We live at a time, as we’ve noted before, when we pride ourselves as having outlived myths. We’ve grown out of believing in fairytales, we’re big people, grownups and don’t believe in the Santa Claus stuff anymore. At least that’s the story we tell ourselves. Which of course is a myth. If it were true, we wouldn’t fall for the story that the economy can grow – money grows on trees? You must be dreaming. But that’s what we believe if we subscribe to economic growth not being at the expense of nature’s capital contribution to our way of life. As Herman Daly reminds us: “You can’t grow a finite planet.”
If you can’t get something for nothing (the law of thermodynamics), but we act as if we can, then we believe in pixies at the bottom of the garden.

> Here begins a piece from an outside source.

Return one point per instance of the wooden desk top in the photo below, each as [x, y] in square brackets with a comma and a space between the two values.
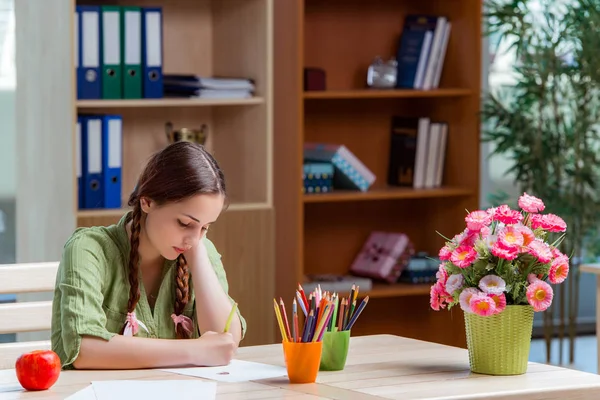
[591, 268]
[378, 367]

By extension we have also been fed the myth of possession. It has never been fact, but we live as if it is. All we can ever do is have in our ‘possession’ for supposedly safe keeping, a product or idea for a period of time within our lifetimes, before we have to relinquish this ‘possession’ and pass it on to the next baton carrier. It is for this reason that some people think that intergeneration equity is compromised when one generation of ‘possessors’ mistreats ‘their possession’ such that it is not fit for purpose come the next generation.
It becomes more complicated when we attach emotional, sentimental value to items that are manufactured and in some ways non-essentials. These are – in the great scheme of things – not commons. The commons include air, water, soil, forests, native birds and mammals. There are no substitutes for these. They are beyond pricing and yet when we give them no value we consider them up for grabs – especially in the case of mammals and the habitat they depend on for survival.
This notion of possession hit home in an article by David Astle: Yours to use, not own, individual ownership is the new luxury, or the old norm (SMH 29 Dec 2019). “Ownership is a different animal in this digital age,” says Astle. So much of what we think we own we in fact lease or buy time on or buy units of – take phone calls and data downloads as an example, we don’t own the telecommunications infrastructure, we buy time or megabytes to enable us to have a conversation or read a report.
“Buying therefore is not the same as buying in bygone days. The verb derives from Old English, bycgan – to acquire the possession of, in exchange for something of equivalent value. Sounds almost quaint, doesn’t it? Economists dub the traditional sense of buying as pre-purchasing future usage, gaining control over an item in perpetuity. Before the web intervened, owning an item meant you could lend the item out. That’s less the case anymore.”
We have to ask ourselves if we are happy about what we are creating. Is the society in service to the economy or the other way around?
“Call them purchases, if that lends solace, but the majority of things we own, we use by arrangement. We tick the box to play the song, the episode, operate the firmware, take the ride, the holiday. Ten years back, this truth was underlined when Amazon deleted copies of 1984, the e-version download, alarming customers under the delusion they’d owned Orwell’s nightmare for multiple visits. While remunerations were enacted, the sense of evanescence (a) was retained.”
Take the case of grave sites. Once upon a time (how romantic it sounds) we would buy a plot of land in perpetuity. These days we lease or rent a plot for 25 years and if the relatives don’t want to fork out the price of buying it again, well it goes back into the pool so to speak to get on-sold to the next family looking for a plot to bury their beloved. Of course when we stop and think about it, the perpetuity was never forever. If forever is for 10,000 years (or in the case of indigenous culture 65,000 years) then it was never going to be for that long.
So let’s talk about forever with our eyes wide open. Forever in terms of possession and ownership is a myth. When we start to consider deep time and deep history we need to start thinking as our Aboriginal cousins think – not as being separate and apart from the rivers and the trees and the millions of non-human species we share this amazing earth with, but one of them. I am not in possession of my life separate from those plants and animals that nourish and enrich my life.
It should come as a great relief to not have to work ourselves into the ground (no pun intended) so that we can be in possession of all this stuff that in the grand scheme of things we can’t possibly possess for longer than our fleeting life-times.
Philosophers have grappled with this over the centuries, cautioning against placing too much emphasis on the material aspects of our lives – acquiring stuff at the expense of building social and community connections and having a deep appreciation of the natural world. It was Einstein who said: “Look deep into nature and then you will understand everything better.” Inspiration for his writings, came from his long regular walks in the forest – these were his thinking walks.
I guess the take home lesson from this story is that the best and most profound discoveries such as those made by Einstein were not for possessing. He didn’t keep them to himself but shared them with us all. They were not intellectual property as we know it today. They existed well before Einstein came along. They were universal truths that became known to us as a result of thinking walks.
Most able bodied people possess the ability to take one of these thinking walks. Who knows what might come of this time walking in the footsteps of those who have walked this way before.